Apr 1st, 2016

A New Challenge to Oregon’s “Physical Impact Rule”


Jonathan Henderson

Jonathan Henderson

Under Oregon law, a plaintiff may not recover for purely emotional or psychic injury in a claim for negligent infliction of emotional distress, absent a special relationship, unless that plaintiff also suffered a direct accompanying injury to his or her person.  This principle, which has become known as the “physical impact rule,” has been in effect in Oregon since the 1940s.[i]

In 1986, the Oregon Supreme Court was poised to review the rule in Saechao v. Matsakoun, a case where the Court of Appeals, in a divided 6-4 en banc decision, held that child siblings who witnessed a motorist negligently run over and kill their brother could not recover because they were not physically impacted in the collision.[ii]  After the Supreme Court granted review, but before oral argument was scheduled to be held, the parties settled the matter, thereby precluding the Court from revisiting the rule.  Since then, the rule has seen continued application by Oregon appellate courts.[iii]

Just last week, however, the Supreme Court took review of a case challenging the rule.  The case, Philibert v. Kluser,[iv] involves two young children who witnessed their brother die after being struck in a crosswalk.  The Oregon Court of Appeals summarily affirmed the dismissal of a claim for negligent infliction of emotional distress, citing Saechao.  The Supreme Court granted review, and framed the issue as follows: “Under what circumstances, if any, can a person who suffers emotional trauma from witnessing negligently-caused harm to another person recover for that injury?”

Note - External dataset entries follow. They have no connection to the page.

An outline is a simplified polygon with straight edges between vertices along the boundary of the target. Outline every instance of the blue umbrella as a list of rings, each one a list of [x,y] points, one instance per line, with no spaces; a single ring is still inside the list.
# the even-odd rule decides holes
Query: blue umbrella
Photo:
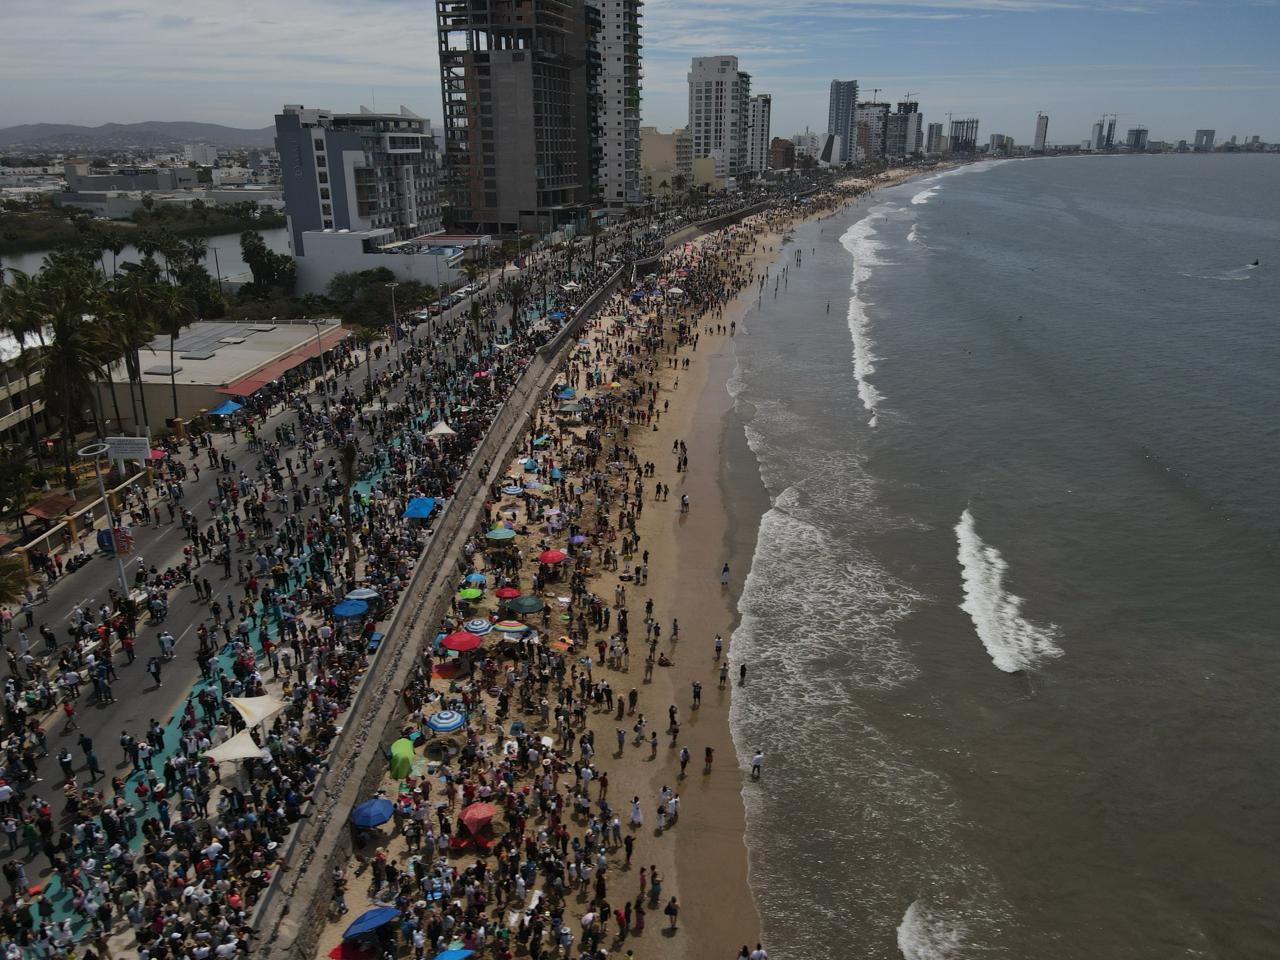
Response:
[[[380,594],[380,593],[378,593],[378,591],[377,591],[377,590],[373,589],[373,587],[357,587],[355,590],[352,590],[350,593],[348,593],[348,594],[346,595],[346,597],[344,597],[343,599],[345,599],[345,600],[375,600],[375,599],[377,599],[377,598],[378,598],[378,597],[380,597],[380,596],[381,596],[381,594]]]
[[[462,729],[466,722],[466,718],[457,710],[441,710],[427,717],[427,726],[436,733],[452,733]]]
[[[343,600],[339,604],[335,604],[333,615],[343,620],[351,617],[363,616],[369,610],[369,604],[363,600]]]
[[[514,497],[518,494],[524,493],[524,487],[517,487],[517,486],[503,487],[502,492],[505,493],[508,497]]]
[[[516,532],[509,527],[497,527],[486,533],[486,540],[510,540],[516,535]]]
[[[366,910],[364,913],[360,914],[360,916],[356,917],[351,926],[347,927],[347,931],[342,935],[342,939],[350,940],[352,937],[371,933],[379,927],[390,923],[399,916],[400,911],[395,907],[374,907],[372,910]]]
[[[476,617],[475,619],[468,620],[464,623],[462,625],[462,629],[467,631],[467,633],[474,633],[477,637],[483,637],[493,629],[493,624],[484,619],[484,617]]]
[[[474,950],[446,950],[444,953],[437,953],[435,960],[466,960],[474,953]]]
[[[357,827],[376,827],[391,819],[395,805],[385,797],[374,797],[351,811],[351,822]]]
[[[563,390],[561,390],[559,393],[556,394],[556,396],[559,397],[561,400],[572,400],[577,395],[578,394],[573,389],[573,387],[565,387]]]
[[[489,578],[483,573],[468,573],[467,583],[488,583]]]
[[[236,403],[234,400],[225,400],[220,406],[214,407],[209,412],[215,417],[228,417],[243,406],[244,404]]]
[[[404,508],[404,516],[410,520],[425,520],[436,508],[434,497],[414,497]]]
[[[535,470],[538,469],[538,461],[533,459],[533,457],[530,457],[528,460],[524,462],[524,469],[528,473],[533,473]]]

The petitioners request that the Supreme Court disavow the physical impact rule and replace it with the more-common “zone of danger” test.  In general, this test allows for recovery where the claimant was placed in immediate risk of physical harm by the defendant’s negligence and is frightened by the risk of harm.[v]  Depending on the jurisdiction, the zone of danger test may include other elements that limit the right of recovery even more.

If the Court rejects the physical impact rule in favor of some other rule that is more favorable to plaintiffs, such as the “zone of danger” test, this could open the door to a lot of new claims.

 

 

[i] See Fehely v. Senders, 170 Or 457, 461, 135 P.2d 283 (1943) (holding that some form of physical injury is required before a plaintiff may recover for emotional distress).  The Supreme Court has reiterated the rule over the years. See, e.g., Hammond v. Central Lane Communications Center, 312 Or 17, 23, 816 P.2d 593 (1991) (“[W]e have not yet extended liability for ordinary negligence to solely psychic or emotional injury not accompanying any actual or threatened physical harm or any injury to another legally protected interest.”) (Quoting Norwest v. Presbyterian Intercommunity Hosp., 293 Or 543, 558-59, 652 P.2d 318 (1982)).

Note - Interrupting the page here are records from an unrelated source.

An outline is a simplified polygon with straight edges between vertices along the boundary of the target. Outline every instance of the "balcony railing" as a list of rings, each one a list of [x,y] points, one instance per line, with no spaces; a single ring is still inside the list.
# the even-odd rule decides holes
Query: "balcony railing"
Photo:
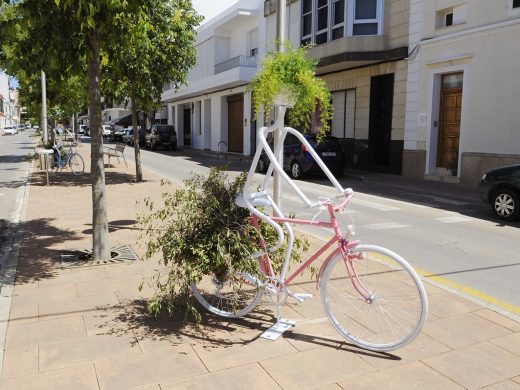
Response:
[[[225,72],[239,66],[256,68],[256,56],[237,56],[215,65],[215,74]]]

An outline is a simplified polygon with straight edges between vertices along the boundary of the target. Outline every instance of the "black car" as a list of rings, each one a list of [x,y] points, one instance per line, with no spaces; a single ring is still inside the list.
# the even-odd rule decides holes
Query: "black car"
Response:
[[[177,149],[177,133],[170,125],[153,125],[146,131],[145,147],[155,149],[159,146],[170,150]]]
[[[305,138],[321,157],[322,161],[336,177],[343,175],[343,147],[336,137],[325,136],[318,144],[315,135],[305,134]],[[258,171],[267,172],[269,159],[262,153],[258,162]],[[322,173],[322,169],[308,152],[307,148],[293,134],[287,134],[284,141],[283,168],[289,171],[293,179],[303,179],[313,173]]]
[[[487,172],[479,184],[480,197],[495,214],[508,221],[520,217],[520,164]]]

[ii] Saechao v. Matsakoun, 78 Or App 340, 346, 717 P.2d 165 (1986), review granted, 301 Or 320, 721 P.2d 1388, review dismissed, 302 Or 155, 727 P2d 126 (1986)

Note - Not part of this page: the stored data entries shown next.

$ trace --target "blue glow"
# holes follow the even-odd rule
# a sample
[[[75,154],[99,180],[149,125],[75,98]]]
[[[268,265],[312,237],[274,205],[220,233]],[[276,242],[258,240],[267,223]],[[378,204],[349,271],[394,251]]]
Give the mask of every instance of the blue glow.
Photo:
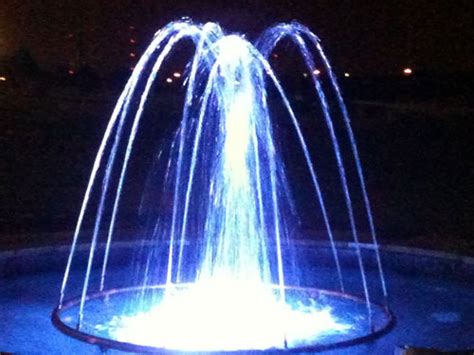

[iii] See, e.g., Simons v. Beard, 188 Or App 370, 376, 72 P.3d 96 (2003) (discussing the rule); Chouinard v. Health Ventures, 179 Or App 507, 514-15, 39 P.3d 951 (2002) (“Consistently with Fehely, we have referred to the physical impact rule as requiring a ‘physical injury’ that gives rise to emotional distress.”); Tomlinson v. Metro. Pediatrics, LLC, 275 Or App 658, 680, 366 P.3d 370 (2015) (“The physical impact rule requires some perceptible physical effect on a plaintiff.”).

[iv] 274 Or App 195, 361 P.3d 610 (2015).

[v] Consolidated Rail Corp. v. Gottshall, 512 U.S. 532, 548 (1994).